6. Select a Single Color
While applying multiple colors of powder coat to a single part is technically possible, doing so can be needlessly difficult, risky, and expensive. For example, the part can become scorched or incur unwanted paint residue from masking.
If you need a multi-colored part, wet paint is a preferable choice.
Why Choose Approved Sheet Metal for Powder Coated Sheet Metal Parts?
At Approved Sheet Metal, we provide sheet metal fabrication services and powder coating services under one roof, giving us full control of the entire manufacturing process and ensuring that you get high-quality parts quickly and cost-effectively. In fact, our in-house powder coating services save you about three days in lead time!
With robust capabilities for sheet metal finishing, we can fulfill your powder coating needs. Request a quote!
Powder Coated Sheet Metal FAQ
At Approved Sheet Metal, we can powder coat aluminum, steel, and stainless steel parts. Powder coating offers durability, attractiveness, and versatility, making it suitable for various applications. It provides a protective and visually appealing finish to your parts.
To prepare your parts for powder coating, you should ensure they can be hung on a rack for uniform coating. This can be achieved through existing holes, new holes, or break-off tabs or clips. Existing holes or designed holes (0.125" diameter) are common options, while break-off tabs and clips are suitable for smaller parts. Keep in mind that adding holes may require touch-up work, affecting costs.
Powder coating typically adds 0.003" to 0.004" of buildup to a part, which may impact tight hole tolerances. To specify colors and textures accurately, provide the exact RAL (color code), texture, and gloss from a specific brand. Remember that colors may vary slightly between brands. Consistency is key; use the same powder coat brand for production as for the prototype. Consider the availability and cost of powder coat types.
Pre-treatments like chromate or zinc are necessary for enhanced corrosion resistance in harsh environments or when electrical conductivity is required.
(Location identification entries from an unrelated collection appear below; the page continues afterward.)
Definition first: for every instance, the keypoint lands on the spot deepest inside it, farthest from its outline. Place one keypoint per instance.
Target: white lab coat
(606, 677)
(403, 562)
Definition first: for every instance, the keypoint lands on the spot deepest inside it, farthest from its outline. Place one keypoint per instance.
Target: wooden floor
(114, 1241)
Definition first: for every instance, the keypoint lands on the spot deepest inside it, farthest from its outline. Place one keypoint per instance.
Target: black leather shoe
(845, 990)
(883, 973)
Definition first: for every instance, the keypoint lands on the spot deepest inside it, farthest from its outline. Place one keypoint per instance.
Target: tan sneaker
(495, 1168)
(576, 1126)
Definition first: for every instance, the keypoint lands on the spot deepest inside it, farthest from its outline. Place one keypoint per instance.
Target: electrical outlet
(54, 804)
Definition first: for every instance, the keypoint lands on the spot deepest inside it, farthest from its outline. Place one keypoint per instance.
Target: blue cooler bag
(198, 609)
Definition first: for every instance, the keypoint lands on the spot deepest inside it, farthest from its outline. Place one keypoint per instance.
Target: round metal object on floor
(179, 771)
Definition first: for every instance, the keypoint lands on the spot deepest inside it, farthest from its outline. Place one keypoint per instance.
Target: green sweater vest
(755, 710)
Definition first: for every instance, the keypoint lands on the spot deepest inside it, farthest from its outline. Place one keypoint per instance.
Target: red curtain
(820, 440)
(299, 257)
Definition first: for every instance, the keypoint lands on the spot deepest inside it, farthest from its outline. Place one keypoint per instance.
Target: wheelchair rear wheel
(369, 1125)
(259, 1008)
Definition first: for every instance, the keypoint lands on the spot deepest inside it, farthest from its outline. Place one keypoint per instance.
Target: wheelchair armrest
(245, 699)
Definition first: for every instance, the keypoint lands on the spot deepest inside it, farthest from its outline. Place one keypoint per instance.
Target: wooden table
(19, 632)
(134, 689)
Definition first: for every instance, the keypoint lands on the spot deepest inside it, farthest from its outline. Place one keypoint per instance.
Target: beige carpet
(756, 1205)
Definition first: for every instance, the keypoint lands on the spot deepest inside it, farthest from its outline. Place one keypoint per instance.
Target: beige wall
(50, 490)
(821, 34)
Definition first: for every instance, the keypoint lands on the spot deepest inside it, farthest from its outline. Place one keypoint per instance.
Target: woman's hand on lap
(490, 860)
These treatments are added upon request, so be sure to specify if needed to ensure the best results for your parts.
In most cases, hardware should be added after powder coating to ensure proper functionality. Certain types of hardware, such as panel fasteners and quarter-turn hardware, may not perform correctly if added before finishing. Our team can provide guidance on the appropriate timing for adding hardware.